Ryzen Pre-Week 25 fabrication RMA issue

Disabling ASLR is working a little too well. Which is odd, given that it did next to nothing for ryzen-kill gcc builds. Usually failed at around 2/6 or 28hours.

But I fear it’s only moved the criteria for a problem to occur further away.

But yeah. It’s usually the Instruction Pointer that at some point goes wildly off track.

I should add. I have 2 Ryzen 1700X systems.
My 1 CPU basically has all of the problems. Segfaults,MCE,Reboots,Freezes,VTT drop. Where as my other 1700X has none of those.
3 of those are solved by just manually setting RAM timings + Voltages to what the stock should be.
However the Segfaults and VTT drop under load are something else though.

Nope ASLR No Good. Like I thought it only moves the criteria.

And a second build passed again.

So, I’m too tired/lazy/stupid to figure out the multithreaded way right now but I can recreate the error with Pamac even on those fixed voltages up to 1.375 outlined above. (I’m not gonna push 1.4v or more into a 65W TDP CPU) So yeah, gonna start the RMA.

Actually not the worst time to be honest. The rig is currently still open and I will take this chance to downgrade to a 1600X. I am hoping to get the same gaming + recording performance as with my 1700 when overclocked but with a little less heat.

@catsay I will gladly run your script when I’m not tired/lazy anymore.

Gnight.

Yeah I’ll get to it at some point. Probably tomorrow evening or thursday morning.

Currently tired as hell too and slugging through some obscure as hell CPU doc I found.
Hopefully AMD has an RMA chip for me at some point, but it seems like they are real busy there.

The instructions for Fedora on the nav panel are for 21-22. On Fedora 26, I get something similar to iostream not found, fatal error . The dependencies do not compile successfully so I can’t even try compiling Blender.

Blender is a huge project. Installing all of those dependencies to do the Ryzen test with is error prone and causes all sorts of other issues. For example…

Trying to install all the dependencies actually took a very long time (an hour or so) while some part of the dependency script updated the entire Fedora 26 RTM installation, downloading hundreds of MB from the interwebs while doing so, and even installed a new kernel. This is bad for people with terrible internet speeds and for those just wanting a small reliable test. The kill-ryzen-sh GCC test does this.

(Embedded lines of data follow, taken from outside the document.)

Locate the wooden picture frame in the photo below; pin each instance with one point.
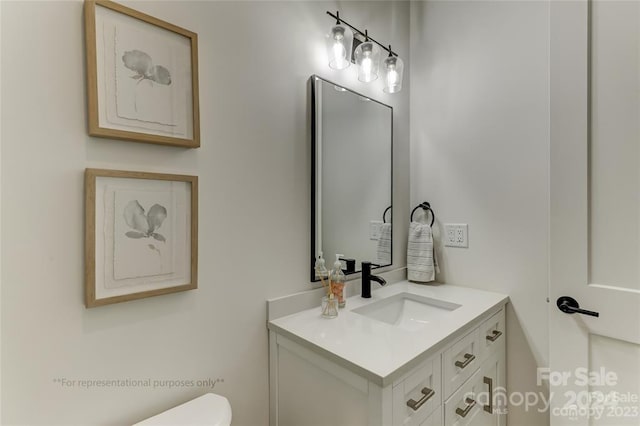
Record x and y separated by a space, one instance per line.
142 77
141 235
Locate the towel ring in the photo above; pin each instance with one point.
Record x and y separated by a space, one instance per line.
426 207
385 213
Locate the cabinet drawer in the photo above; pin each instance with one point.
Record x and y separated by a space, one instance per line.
434 419
418 394
460 361
462 408
492 334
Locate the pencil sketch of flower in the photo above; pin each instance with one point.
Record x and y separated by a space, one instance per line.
142 64
144 225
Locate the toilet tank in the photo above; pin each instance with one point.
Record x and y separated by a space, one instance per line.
209 409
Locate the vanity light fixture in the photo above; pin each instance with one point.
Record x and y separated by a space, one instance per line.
392 72
339 45
366 55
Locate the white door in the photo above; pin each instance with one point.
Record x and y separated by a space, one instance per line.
594 366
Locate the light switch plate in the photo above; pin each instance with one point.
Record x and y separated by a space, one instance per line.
456 235
374 229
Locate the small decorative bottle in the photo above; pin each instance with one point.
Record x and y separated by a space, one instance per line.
321 270
337 281
329 302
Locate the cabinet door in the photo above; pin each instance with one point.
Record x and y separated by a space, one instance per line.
434 419
492 334
418 394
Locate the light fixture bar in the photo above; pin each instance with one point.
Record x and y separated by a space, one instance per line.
364 34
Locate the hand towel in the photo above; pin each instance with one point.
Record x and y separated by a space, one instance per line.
384 245
421 260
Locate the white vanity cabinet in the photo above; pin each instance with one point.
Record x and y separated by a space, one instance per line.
459 381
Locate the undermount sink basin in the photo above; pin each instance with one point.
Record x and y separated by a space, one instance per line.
406 310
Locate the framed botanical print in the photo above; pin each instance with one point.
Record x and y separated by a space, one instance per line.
142 77
141 236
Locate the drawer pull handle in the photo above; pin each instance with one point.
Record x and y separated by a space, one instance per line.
427 394
470 404
467 360
494 336
489 408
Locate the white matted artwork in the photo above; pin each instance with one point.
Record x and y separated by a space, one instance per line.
142 77
141 236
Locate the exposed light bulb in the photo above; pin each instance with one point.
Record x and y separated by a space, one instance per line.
366 67
339 55
339 42
392 77
393 67
367 57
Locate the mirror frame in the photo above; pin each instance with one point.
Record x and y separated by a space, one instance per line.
314 169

GCC Test # Fedora 26 Kernel RAM failure times (s)
1 Ubuntu VM 24 GB 380
2 RTM 32 GB 240
3 RTM 32 GB 240
4 RTM 32 GB 280
5 RTM 32 GB 42
6 RTM 32 GB 239
7 RTM 32 GB 242
8 RTM 16 GB 298
9 RTM 16 GB 288
10 RTM 32 GB 239
11 RTM 32 GB 239
12 RTM 16 GB 180
13 New 32 GB 948
14 New 32 GB 1525
15 RTM 32 GB 2842
16 RTM 32 GB ~180s (Kernel Panic)
17 New 32 GB no crash (2 hrs)
18 RTM 32 GB 3638 (1hr)

RTM means 4.11.8-300.fc26.x86_64
New means 4.12.9-300.fc26.x86_64
Ubuntu VM means on a Windows host

Conclusion: It should be pretty obvious when updates were applied by looking at the test #'s and failure times. Using a newer kernel/software only masks the problem. This is not a software issue. Mitigations at the software-level can only prologue the expected time to failure. The chips are still defective and need to RMA’d.

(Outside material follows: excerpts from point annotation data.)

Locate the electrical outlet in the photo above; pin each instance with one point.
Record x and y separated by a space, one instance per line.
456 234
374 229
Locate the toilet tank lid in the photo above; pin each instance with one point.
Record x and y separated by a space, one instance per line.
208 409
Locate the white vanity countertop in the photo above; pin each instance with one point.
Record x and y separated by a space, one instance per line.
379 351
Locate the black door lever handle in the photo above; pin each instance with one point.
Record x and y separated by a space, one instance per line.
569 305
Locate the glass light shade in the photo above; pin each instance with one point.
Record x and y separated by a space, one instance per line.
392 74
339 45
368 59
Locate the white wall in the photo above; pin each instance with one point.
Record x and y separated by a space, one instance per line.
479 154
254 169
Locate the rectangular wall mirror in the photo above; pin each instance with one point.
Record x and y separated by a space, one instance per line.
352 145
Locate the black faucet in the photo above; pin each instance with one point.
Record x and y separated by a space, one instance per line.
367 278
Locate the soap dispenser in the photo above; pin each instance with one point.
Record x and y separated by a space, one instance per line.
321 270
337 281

If Blender requires/defaults to a newer kernel/updated packages, that might be why the GCC test does not fail in a timely manner. I would advise against creating a kill-ryzen-sh script based on Blender since the installing dependencies process takes a long time, especially for users with poor net speeds, and newer kernels/software (installed by default) only mask the issue.

If you cannot get the GCC test to “work”, try using a fresh install, no updates.

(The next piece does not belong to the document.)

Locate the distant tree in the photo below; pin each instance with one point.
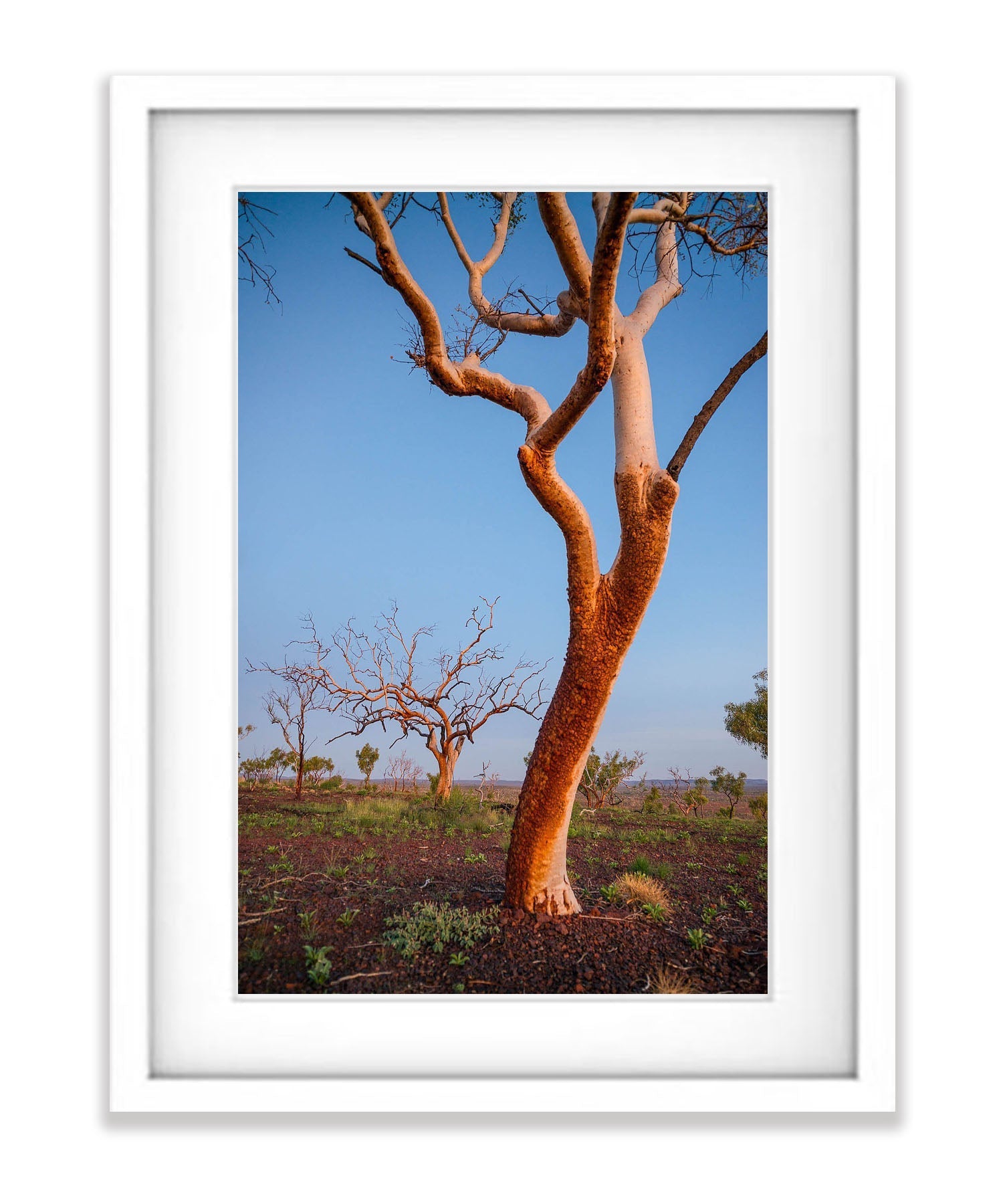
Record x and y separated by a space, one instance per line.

Oh believe me the GCC kill-ryzen test works.
It just takes aaages on this machine. I’m talking sometimes 14 to 28 hours.

Whereas I had a blender git repo already available to build with that would segfault much more reliably (just minutes).

Just checked a picture I took when I got my Ryzen and i turns out, it might be a faulty one :frowning:
Any idea how long the RMA process takes (I haven’t tested it yet though).

Can confirm, I just used the Manjaro GUI packet manager to start the build. On fixed settings I get Error 2 or segfault at around 5-7% of the process. And that is with all dependencies already done. Just for lolz I did the same thing on my core-m skylake notebook and it went through like a charm.

It takes a while.

It’s always a good idea to start sooner rather than later.

1 Like

I intent to. Even though I don’t have any problems now, I’d rather RMA my CPU while I still can, before I’m facing any issues.
That being said, is there some kind of a date up until RMAs of this kind are accepted? Or does it void when the warranty expires?

I specifically cited this issue, and my batch number, and the RMA was approved “just like that.” Also, my replacement was shipped as soon as I dropped off the box and gave them the FedEx tracking number (or so I was told).

However, from what I understand, none of this is “official.” Not sure the if even the defect itself is “official.”

You’d probably have a much harder time of it if you waited so long. Personally, I’d return it now; but up to you to decide if you’d rather leave well-enough alone.

1 Like

You need to test it. You cannot know if yours is or is not affected without testing it. Instructions for testing are available, just scroll up.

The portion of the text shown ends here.